None of this is to justify, in any way, the gruesome attack on Charlie Hebdo nor give comfort to anyone who uses violence in the name of religion. The blame for these attacks lies squarely with the perpetrators. But we can also use these dreadful events to take a cold, hard look at ourselves.
Really enjoyed reading this! Summed up all of what I have been thinking and feeling for the past 24 hours.
Thank you
Thank you for this. Clear, critical but fair – a sound not often heard these days.
I am amazed that you can call yourself a Professor of Peace & Conflict. More like a Professor of Fantasy and Fallacy. Your vitriolic, hateful and untruthful posts go no way to creating peace or understanding in our world today. Most of your posts claim that almost every current global conflict and incidents of terror today is a direct or indirect of some wrong-doing by the West, Zionists or another peaceful democratic society. You have used the same warped thinking to explain the awful events that have taken place in Paris this past week. You do Manchester University a great disservice.
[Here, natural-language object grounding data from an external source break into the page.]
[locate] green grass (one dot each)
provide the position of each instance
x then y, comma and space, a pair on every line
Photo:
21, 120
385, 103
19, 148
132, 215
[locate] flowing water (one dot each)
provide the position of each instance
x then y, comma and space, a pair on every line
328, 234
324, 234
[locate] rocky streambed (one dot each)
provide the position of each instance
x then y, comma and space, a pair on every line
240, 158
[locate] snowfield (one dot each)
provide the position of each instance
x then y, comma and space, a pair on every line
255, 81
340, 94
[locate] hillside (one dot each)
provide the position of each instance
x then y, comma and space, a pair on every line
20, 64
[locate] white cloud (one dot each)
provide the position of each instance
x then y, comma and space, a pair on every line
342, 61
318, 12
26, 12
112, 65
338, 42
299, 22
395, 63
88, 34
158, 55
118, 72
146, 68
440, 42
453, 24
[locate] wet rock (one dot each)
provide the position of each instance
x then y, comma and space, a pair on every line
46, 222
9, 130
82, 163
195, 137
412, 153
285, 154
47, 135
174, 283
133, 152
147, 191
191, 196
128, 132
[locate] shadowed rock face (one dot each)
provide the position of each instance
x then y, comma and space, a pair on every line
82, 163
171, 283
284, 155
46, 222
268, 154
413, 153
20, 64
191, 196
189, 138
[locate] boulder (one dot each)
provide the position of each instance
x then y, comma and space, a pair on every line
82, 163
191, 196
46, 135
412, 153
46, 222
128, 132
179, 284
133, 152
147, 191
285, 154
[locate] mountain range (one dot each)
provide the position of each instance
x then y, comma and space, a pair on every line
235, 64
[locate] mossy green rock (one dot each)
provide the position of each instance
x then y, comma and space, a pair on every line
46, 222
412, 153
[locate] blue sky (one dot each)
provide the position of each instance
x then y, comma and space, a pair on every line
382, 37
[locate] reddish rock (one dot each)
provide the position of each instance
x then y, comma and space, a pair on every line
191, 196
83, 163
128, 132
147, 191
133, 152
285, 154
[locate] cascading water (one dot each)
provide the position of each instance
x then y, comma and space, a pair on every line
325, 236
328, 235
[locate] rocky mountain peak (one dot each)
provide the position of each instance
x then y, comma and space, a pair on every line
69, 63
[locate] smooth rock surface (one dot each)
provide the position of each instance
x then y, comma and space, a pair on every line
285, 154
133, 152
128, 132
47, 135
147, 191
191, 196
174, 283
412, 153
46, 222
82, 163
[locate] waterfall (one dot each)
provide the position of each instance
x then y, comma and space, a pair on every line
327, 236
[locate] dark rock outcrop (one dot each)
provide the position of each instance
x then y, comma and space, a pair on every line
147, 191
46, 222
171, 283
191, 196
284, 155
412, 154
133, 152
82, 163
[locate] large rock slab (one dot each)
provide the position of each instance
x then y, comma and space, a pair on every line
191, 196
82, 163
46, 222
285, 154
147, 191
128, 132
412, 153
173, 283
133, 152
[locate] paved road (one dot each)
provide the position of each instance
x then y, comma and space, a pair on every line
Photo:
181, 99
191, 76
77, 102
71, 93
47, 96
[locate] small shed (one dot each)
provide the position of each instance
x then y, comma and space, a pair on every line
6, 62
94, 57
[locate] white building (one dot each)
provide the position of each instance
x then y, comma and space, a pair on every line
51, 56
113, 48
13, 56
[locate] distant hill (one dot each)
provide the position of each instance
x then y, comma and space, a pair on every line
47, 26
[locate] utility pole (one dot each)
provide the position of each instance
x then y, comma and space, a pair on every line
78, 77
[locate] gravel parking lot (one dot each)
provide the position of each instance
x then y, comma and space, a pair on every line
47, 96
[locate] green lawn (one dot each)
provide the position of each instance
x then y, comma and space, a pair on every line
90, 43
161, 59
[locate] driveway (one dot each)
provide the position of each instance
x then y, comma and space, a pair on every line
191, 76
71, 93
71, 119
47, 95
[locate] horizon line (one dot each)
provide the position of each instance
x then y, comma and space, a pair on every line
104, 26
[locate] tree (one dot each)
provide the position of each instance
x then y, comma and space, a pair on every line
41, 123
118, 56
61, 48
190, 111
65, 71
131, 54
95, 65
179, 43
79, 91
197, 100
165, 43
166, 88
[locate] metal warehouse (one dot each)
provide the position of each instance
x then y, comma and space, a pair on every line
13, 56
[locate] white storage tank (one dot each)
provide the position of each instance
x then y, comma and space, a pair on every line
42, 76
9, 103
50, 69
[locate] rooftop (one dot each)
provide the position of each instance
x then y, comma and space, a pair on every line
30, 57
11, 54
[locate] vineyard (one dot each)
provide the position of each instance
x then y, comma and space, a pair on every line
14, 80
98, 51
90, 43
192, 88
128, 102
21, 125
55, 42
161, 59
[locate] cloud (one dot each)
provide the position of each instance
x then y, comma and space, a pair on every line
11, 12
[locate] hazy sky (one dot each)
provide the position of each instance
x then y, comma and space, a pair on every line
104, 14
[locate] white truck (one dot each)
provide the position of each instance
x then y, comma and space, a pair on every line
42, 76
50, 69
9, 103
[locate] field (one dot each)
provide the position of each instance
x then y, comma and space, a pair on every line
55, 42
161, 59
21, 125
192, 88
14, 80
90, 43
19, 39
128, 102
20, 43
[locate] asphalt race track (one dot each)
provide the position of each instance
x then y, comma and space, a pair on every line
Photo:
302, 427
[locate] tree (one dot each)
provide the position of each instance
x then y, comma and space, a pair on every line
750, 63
Clearly Roger, you share none of the values of freedom of speech that you advocate in your articles, and for which millions of people in France marched for on Sunday. I dare you to put my comment from yesterday back on your web site.
Please also take a good hard look at why muslim fanatics have alongside their terrorist atrocities have specifically killed jews in museums, schools and supermarkets in Bombay, Paris and in Brussels. And please don’t use Gaza or Charlie Hebdo as an excuse.
Look at your self closely too Roger. The emotive and profoundly inaccurate articles you write about the conflicts in the Middle East, and in particular the way you vilify Israel, feeds the distorted minds of the Islamic terrorist who are looking for any excuse to murder Jews on the streets of Europe’s capital cities.